Activation of PPARδ suppresses BACE1 expression by upregulating SOCS1 in a JAK2/STAT1-dependent manner.

Neuronal expression of beta-secretase 1 (BACE1) has been implicated in the progression of Alzheimer's disease. However, the mechanisms that regulate BACE1 expression are unclear. Here, we show that peroxisome proliferator-activated receptor delta (PPAR delta) decreases BACE1 expression by up-regulating suppressor of cytokine signaling 1 (SOCS1) in SH-SY5Y neuroblastoma cells. The activation of PPAR delta by GW501516, a specific PPAR delta agonist, inhibited expression of BACE1. This effect was abrogated by shRNA-mediated knockdown of PPAR delta and by treatment with the PPAR delta antagonist GSK0660, indicating that PPAR delta is involved in GW501516-mediated suppression of BACE1 expression. On the other hand, GW501516-activated PPAR delta induced expression of SOCS1, which is a negative regulator of cytokine signal transduction, at the transcriptional level by binding to a PPAR response element in its promoter.

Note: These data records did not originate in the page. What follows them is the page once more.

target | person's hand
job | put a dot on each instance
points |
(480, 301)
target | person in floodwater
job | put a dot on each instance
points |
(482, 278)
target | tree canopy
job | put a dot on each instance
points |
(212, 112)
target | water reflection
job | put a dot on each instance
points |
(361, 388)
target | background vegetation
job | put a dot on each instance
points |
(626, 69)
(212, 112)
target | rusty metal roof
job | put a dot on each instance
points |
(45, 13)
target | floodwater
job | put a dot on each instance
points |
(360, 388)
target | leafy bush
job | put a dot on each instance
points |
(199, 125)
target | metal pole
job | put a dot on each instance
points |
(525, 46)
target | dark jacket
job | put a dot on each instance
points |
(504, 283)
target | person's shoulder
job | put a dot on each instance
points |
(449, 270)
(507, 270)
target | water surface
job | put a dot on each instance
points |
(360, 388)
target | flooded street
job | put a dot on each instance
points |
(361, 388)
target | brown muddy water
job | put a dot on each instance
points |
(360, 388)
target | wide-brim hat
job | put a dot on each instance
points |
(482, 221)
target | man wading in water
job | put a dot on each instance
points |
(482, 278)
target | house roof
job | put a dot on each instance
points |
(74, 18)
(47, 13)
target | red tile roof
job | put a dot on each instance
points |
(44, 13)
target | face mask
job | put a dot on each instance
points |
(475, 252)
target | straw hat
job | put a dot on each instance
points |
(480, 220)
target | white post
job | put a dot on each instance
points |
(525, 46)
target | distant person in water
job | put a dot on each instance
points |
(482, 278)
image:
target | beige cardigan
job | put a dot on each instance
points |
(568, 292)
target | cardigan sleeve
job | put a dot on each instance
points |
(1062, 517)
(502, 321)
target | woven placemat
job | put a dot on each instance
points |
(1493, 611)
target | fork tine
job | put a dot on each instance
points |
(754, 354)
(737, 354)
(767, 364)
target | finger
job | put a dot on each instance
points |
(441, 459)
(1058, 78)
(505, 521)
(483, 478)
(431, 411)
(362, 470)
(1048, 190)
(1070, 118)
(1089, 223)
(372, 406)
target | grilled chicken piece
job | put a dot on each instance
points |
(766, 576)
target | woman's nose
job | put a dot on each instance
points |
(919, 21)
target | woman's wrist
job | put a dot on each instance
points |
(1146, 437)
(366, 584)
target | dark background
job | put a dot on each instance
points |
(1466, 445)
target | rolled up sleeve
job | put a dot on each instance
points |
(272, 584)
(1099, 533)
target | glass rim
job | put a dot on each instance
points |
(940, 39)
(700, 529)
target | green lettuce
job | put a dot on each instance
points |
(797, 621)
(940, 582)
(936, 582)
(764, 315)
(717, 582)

This GW501516-mediated induction of SOCS1 expression led to down-regulation of BACE1 expression via inactivation of signal transducer and activator of transcription 1. GW501516-activated PPAR delta suppressed the generation of neurotoxic amyloid beta (A beta) in accordance with the decrease in BACE1 expression. Taken together, these results indicate that PPAR delta attenuates BACE1 expression via SOCS1-mediated inhibition of signal transducer and activator of transcription 1 signaling, thereby suppressing BACE1-associated generation of neurotoxic A beta.